Bild: In der „Hauptstadt des internationalen Rechts“: Selenski am Donnersta…
Amsterdam taz | Russlands Präsident Wladimir Putin soll sich nach Worten
des ukrainischen Präsidenten vor einem Sondertribunal wegen
Kriegsverbrechen verantworten. Das forderte Wolodimir Selenski am
Donnerstagmorgen bei einem spontanen Besuch in Den Haag. Den [1][Angriff
auf die Ukraine] zu verurteilen, sei eine historische Verantwortung, und
der Aggressor müsse die volle Macht der Gerechtigkeit zu spüren bekommen,
so der ukrainische Präsident. Selenski bedankte sich bei den Niederlanden
für die Unterstützung und „jede Waffe, die die Ukraine bekommen hat“.

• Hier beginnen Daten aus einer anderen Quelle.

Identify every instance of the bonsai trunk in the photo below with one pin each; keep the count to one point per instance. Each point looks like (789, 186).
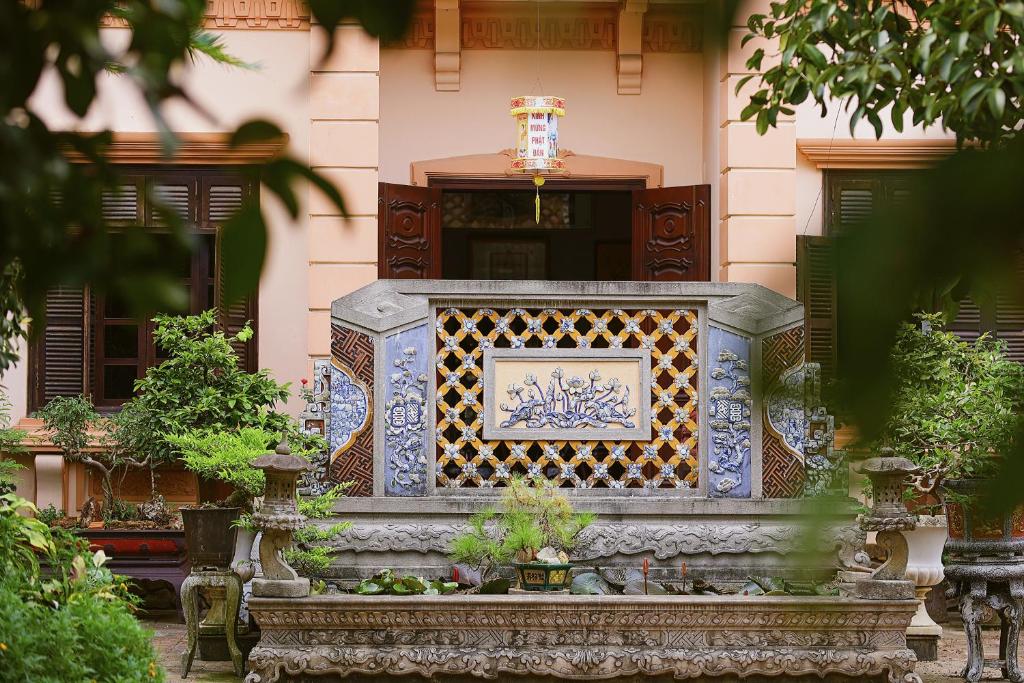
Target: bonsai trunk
(105, 481)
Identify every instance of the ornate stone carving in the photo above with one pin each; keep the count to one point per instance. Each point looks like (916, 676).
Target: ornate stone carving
(404, 415)
(245, 14)
(730, 415)
(576, 638)
(601, 541)
(663, 456)
(568, 402)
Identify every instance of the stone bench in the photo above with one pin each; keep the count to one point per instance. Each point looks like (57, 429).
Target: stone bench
(566, 637)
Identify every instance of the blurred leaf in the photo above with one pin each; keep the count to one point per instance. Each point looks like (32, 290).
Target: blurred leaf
(257, 130)
(244, 249)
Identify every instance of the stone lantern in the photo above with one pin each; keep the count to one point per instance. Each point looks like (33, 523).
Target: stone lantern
(888, 518)
(279, 517)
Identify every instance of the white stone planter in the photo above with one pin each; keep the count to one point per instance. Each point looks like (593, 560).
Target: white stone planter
(925, 568)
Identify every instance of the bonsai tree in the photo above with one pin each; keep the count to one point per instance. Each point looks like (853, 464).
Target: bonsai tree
(70, 420)
(201, 386)
(536, 516)
(11, 442)
(955, 402)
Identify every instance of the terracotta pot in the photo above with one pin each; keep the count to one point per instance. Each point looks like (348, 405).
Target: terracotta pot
(210, 536)
(924, 567)
(974, 532)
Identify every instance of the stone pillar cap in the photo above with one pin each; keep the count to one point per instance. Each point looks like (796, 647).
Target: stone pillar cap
(282, 460)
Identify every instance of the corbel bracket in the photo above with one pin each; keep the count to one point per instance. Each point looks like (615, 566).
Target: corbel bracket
(448, 45)
(630, 46)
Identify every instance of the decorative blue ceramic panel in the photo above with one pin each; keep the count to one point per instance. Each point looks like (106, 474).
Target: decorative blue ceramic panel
(729, 415)
(407, 359)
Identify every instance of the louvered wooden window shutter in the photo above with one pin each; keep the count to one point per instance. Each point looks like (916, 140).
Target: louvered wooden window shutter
(85, 346)
(220, 198)
(672, 233)
(850, 199)
(816, 290)
(410, 233)
(58, 361)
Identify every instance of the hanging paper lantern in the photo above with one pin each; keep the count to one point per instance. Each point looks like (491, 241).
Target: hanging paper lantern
(537, 128)
(537, 145)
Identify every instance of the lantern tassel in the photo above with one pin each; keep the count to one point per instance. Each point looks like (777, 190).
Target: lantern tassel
(538, 181)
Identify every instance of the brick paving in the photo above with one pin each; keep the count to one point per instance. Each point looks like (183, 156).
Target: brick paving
(170, 639)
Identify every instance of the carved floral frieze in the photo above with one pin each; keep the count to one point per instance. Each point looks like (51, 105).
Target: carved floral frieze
(572, 638)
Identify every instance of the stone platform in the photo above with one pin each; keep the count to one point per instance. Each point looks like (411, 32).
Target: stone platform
(563, 637)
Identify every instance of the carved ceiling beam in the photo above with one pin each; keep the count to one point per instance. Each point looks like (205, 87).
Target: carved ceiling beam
(630, 46)
(870, 154)
(448, 45)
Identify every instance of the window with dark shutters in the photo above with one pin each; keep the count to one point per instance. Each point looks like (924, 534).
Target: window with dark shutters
(851, 197)
(816, 290)
(90, 343)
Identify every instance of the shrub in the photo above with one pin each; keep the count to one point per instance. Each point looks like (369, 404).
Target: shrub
(73, 624)
(226, 456)
(954, 402)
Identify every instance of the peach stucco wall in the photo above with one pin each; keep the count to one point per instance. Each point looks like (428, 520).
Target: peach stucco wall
(663, 125)
(836, 126)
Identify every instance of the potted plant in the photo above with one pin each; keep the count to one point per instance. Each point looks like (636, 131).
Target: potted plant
(10, 444)
(536, 531)
(225, 457)
(954, 406)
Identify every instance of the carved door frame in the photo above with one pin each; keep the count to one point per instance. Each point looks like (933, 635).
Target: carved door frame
(670, 232)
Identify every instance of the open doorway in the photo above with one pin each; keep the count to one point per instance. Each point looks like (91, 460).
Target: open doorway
(590, 229)
(495, 235)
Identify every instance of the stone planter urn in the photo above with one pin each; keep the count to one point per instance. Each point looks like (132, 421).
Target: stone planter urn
(924, 567)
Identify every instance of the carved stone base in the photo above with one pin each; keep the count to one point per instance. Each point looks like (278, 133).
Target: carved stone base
(721, 541)
(880, 589)
(555, 637)
(926, 647)
(268, 588)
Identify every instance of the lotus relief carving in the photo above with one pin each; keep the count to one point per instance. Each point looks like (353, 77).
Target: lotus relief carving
(569, 402)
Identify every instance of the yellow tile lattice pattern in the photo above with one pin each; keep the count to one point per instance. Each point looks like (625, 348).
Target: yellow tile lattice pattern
(668, 461)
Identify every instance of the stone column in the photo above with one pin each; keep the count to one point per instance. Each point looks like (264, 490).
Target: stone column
(758, 184)
(344, 111)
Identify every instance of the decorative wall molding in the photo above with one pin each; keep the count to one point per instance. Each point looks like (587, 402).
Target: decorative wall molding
(577, 26)
(198, 148)
(268, 14)
(604, 541)
(517, 637)
(448, 59)
(897, 154)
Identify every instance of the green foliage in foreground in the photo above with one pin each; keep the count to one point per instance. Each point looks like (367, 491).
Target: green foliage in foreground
(308, 557)
(201, 385)
(955, 403)
(75, 623)
(387, 582)
(534, 515)
(226, 456)
(952, 62)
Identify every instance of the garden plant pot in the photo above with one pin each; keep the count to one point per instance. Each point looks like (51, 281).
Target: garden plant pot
(973, 532)
(210, 536)
(542, 577)
(924, 567)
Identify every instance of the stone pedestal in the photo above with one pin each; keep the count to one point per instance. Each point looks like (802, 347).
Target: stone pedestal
(996, 583)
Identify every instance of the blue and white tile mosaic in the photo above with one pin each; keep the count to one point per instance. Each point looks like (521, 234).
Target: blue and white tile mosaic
(729, 415)
(406, 445)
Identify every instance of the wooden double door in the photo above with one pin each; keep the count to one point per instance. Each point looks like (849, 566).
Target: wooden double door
(660, 233)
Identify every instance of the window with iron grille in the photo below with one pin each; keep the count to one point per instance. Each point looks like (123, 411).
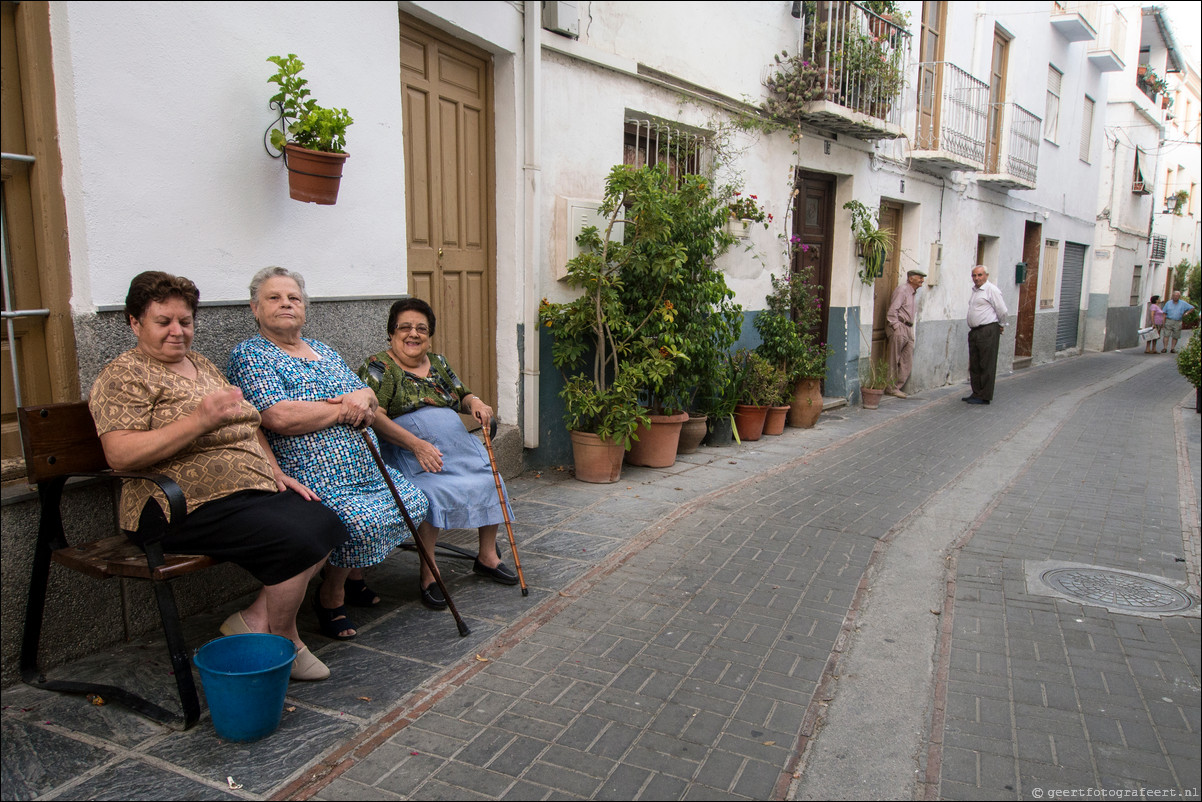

Die Ansprache trug den Titel „Kein Frieden ohne Gerechtigkeit für die
Ukraine“. Selenski plädierte darin für ein Sondertribunal für in der
Ukraine [2][begangene Kriegsverbrechen] nach dem Vorbild der Nürnberger
Prozesse. „Wenn wir wirkliche Gerechtigkeit wollen, dürfen wir nicht nach
Entschuldigungen suchen und auf die Mängel des heutigen internationalen
Rechts verweisen. Wir müssen tapfere Entscheidungen treffen.“ Sollte sein
Land den Krieg gewinnen, werde Putin sich mit Sicherheit in Den Haag
verantworten müssen. „Alle Angriffskriege der Geschichte haben etwas
gemeinsam: die Täter dachten, sie könnten damit wegkommen.“
Die Symbolik von Inhalt und Schauplatz war deutlich. Er rühmte Den Haag als
„Hauptstadt des internationalen Rechts“. Am Sitz der niederländischen
Regierung befinden sich unter anderem der Internationale Strafgerichtshof
(ICC) und der Internationale Gerichtshof der Vereinten Nationen.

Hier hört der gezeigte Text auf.